SATIRISTS: TO THE CHAMPAGNE!

I don't wish to be churlish and I have absolutely no axe to grind with the Speaker-elect but the picture of him on the BBC website is so reminiscent of the character invented by Kenneth Grahame that it would be wrong - simply wrong - not to refer to him as Mr Toad.

So we've gone from 'Udder, udder' to 'Poop Poop' which, in the circumstances, seems quite appropriate.

Best of all, Margaret a-Beckett and Ann Widdespoons did not win. That's not sexism, by the way, that's a heartfelt sigh of relief.

I look forward to the next Private Eye, which very recently explained how Mr Toad has been cosying up nicely to the Labour government, apparently in search of a job. It seem therefore that the establishment candidate won after all. Good old New Labour.

Perhaps the best bit is the BBC's explanation about what happens next.
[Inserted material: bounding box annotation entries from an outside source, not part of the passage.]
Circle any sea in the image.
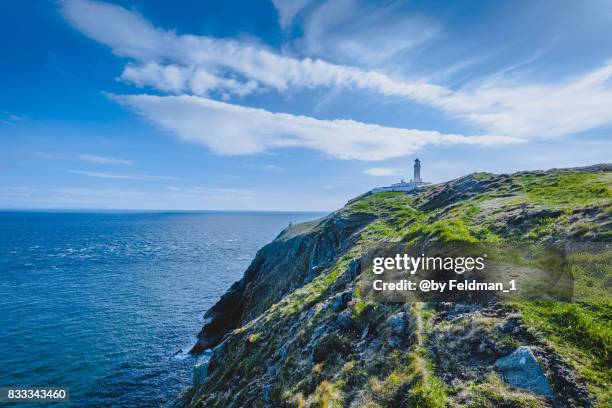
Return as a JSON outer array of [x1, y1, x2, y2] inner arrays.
[[0, 211, 323, 407]]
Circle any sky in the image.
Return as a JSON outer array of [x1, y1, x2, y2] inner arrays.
[[0, 0, 612, 211]]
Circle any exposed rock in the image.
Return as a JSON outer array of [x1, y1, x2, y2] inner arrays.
[[495, 346, 554, 398], [192, 361, 208, 386], [387, 312, 406, 336], [176, 166, 612, 408], [338, 310, 353, 329]]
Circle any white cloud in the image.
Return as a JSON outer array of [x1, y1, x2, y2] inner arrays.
[[298, 0, 441, 67], [120, 62, 257, 97], [62, 0, 612, 141], [79, 154, 134, 165], [111, 95, 519, 161], [363, 167, 399, 177], [272, 0, 312, 29], [70, 170, 177, 181], [0, 185, 253, 210]]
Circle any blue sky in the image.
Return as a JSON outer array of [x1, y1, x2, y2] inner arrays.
[[0, 0, 612, 210]]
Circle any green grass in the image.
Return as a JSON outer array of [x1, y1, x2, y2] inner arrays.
[[519, 172, 612, 206], [515, 302, 612, 406]]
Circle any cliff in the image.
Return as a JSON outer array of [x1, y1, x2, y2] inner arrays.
[[175, 165, 612, 407]]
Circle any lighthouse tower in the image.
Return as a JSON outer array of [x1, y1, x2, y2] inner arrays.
[[412, 159, 421, 183]]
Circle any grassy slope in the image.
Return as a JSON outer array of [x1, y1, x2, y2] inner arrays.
[[190, 167, 612, 407]]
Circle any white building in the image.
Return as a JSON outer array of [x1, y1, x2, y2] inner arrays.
[[372, 159, 427, 193]]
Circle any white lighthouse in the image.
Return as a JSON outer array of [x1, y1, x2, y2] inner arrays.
[[412, 159, 422, 183], [372, 159, 427, 193]]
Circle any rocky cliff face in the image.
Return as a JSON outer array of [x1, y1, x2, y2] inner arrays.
[[175, 165, 612, 407]]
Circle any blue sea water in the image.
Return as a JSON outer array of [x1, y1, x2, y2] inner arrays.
[[0, 212, 321, 407]]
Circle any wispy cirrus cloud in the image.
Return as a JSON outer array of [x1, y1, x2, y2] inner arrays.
[[70, 170, 178, 181], [110, 95, 521, 161], [79, 153, 134, 166], [62, 0, 612, 139], [272, 0, 313, 29]]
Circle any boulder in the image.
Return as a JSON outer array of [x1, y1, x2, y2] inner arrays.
[[387, 312, 406, 336], [338, 309, 353, 329], [495, 346, 555, 398]]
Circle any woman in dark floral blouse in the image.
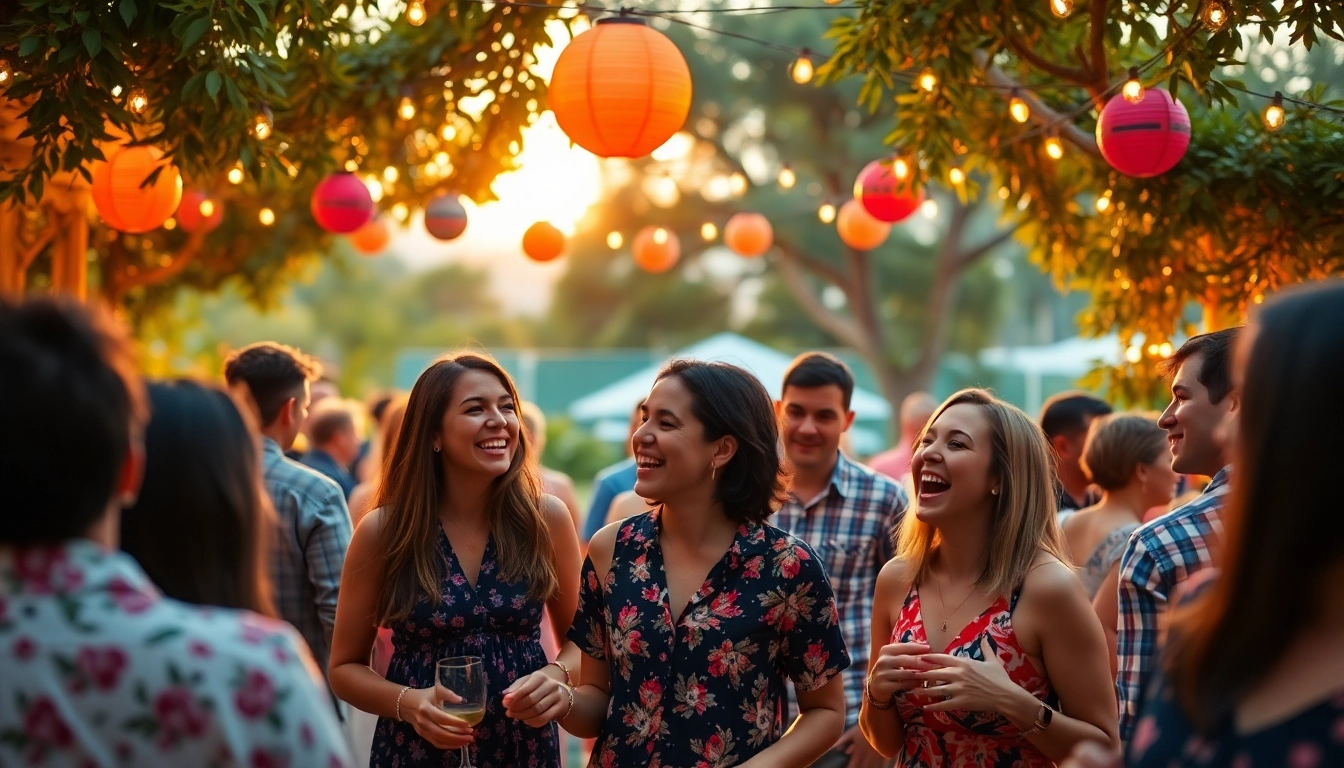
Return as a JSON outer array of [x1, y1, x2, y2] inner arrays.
[[542, 360, 849, 768]]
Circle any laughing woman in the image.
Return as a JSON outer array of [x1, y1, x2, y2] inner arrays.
[[859, 390, 1117, 768], [537, 360, 849, 768], [331, 354, 579, 768]]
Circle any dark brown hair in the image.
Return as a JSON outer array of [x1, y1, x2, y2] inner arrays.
[[1165, 280, 1344, 730], [374, 352, 559, 625]]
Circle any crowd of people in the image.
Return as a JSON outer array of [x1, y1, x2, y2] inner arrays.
[[0, 281, 1344, 768]]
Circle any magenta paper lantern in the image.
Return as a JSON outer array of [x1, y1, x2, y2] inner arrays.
[[853, 160, 923, 225], [312, 172, 374, 234], [425, 195, 466, 239], [1097, 87, 1189, 179]]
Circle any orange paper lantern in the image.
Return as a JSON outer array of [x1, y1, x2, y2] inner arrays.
[[91, 145, 181, 234], [630, 227, 681, 274], [836, 200, 891, 250], [349, 217, 392, 256], [523, 222, 564, 261], [723, 214, 774, 258], [547, 16, 691, 157]]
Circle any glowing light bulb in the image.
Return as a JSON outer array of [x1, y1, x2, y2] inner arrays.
[[1263, 90, 1288, 130], [406, 0, 429, 27]]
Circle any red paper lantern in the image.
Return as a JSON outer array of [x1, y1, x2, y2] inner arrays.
[[523, 222, 564, 261], [176, 190, 224, 233], [547, 16, 691, 157], [90, 145, 181, 234], [425, 195, 466, 239], [630, 227, 681, 274], [836, 200, 891, 250], [349, 217, 392, 256], [1097, 87, 1189, 179], [853, 160, 923, 225], [312, 172, 374, 234], [723, 214, 774, 258]]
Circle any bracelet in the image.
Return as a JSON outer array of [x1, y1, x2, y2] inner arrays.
[[546, 659, 574, 686], [863, 681, 896, 710], [396, 686, 411, 722]]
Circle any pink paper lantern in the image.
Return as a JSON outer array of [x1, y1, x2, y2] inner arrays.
[[312, 172, 374, 234], [1097, 87, 1189, 179], [853, 160, 923, 225]]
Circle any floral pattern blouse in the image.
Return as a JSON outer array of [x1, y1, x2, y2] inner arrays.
[[0, 541, 352, 768], [570, 510, 849, 768]]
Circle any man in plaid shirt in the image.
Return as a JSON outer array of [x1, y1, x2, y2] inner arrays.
[[1116, 328, 1238, 742], [771, 352, 906, 768], [224, 342, 351, 712]]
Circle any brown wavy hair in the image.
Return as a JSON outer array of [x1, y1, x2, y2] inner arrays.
[[375, 352, 559, 625]]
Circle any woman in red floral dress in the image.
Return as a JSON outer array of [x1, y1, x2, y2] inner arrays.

Apparently, in the modern era of modernisation and modern stuff the way it works is thus:

-The fiercely independent House first seeks approval from the Queen
-There then follows an "approbation" ceremony - the process of formal Royal approval, which is expected to start at 10pm at which a bunch of unelected Privy Counsellors decide if Mr Toad can be Speaker.
-Then porn star Black Rod will then walk from the Lords to the Commons and knock on the door
-A few minutes later Mr Toad, followed by MPs, will head to the unelected Lords chamber for the ceremony which will appoint him as the official Speaker.

Now don't get me wrong, if all this nonsense sells a few more knick-knacks to the tourists its probably been worth it but you have to ask if it befits a supposedly modernising democracy.

What's the betting the year will pass, the election will come and nothing will have changed. Seriously, would you even get Evens on that?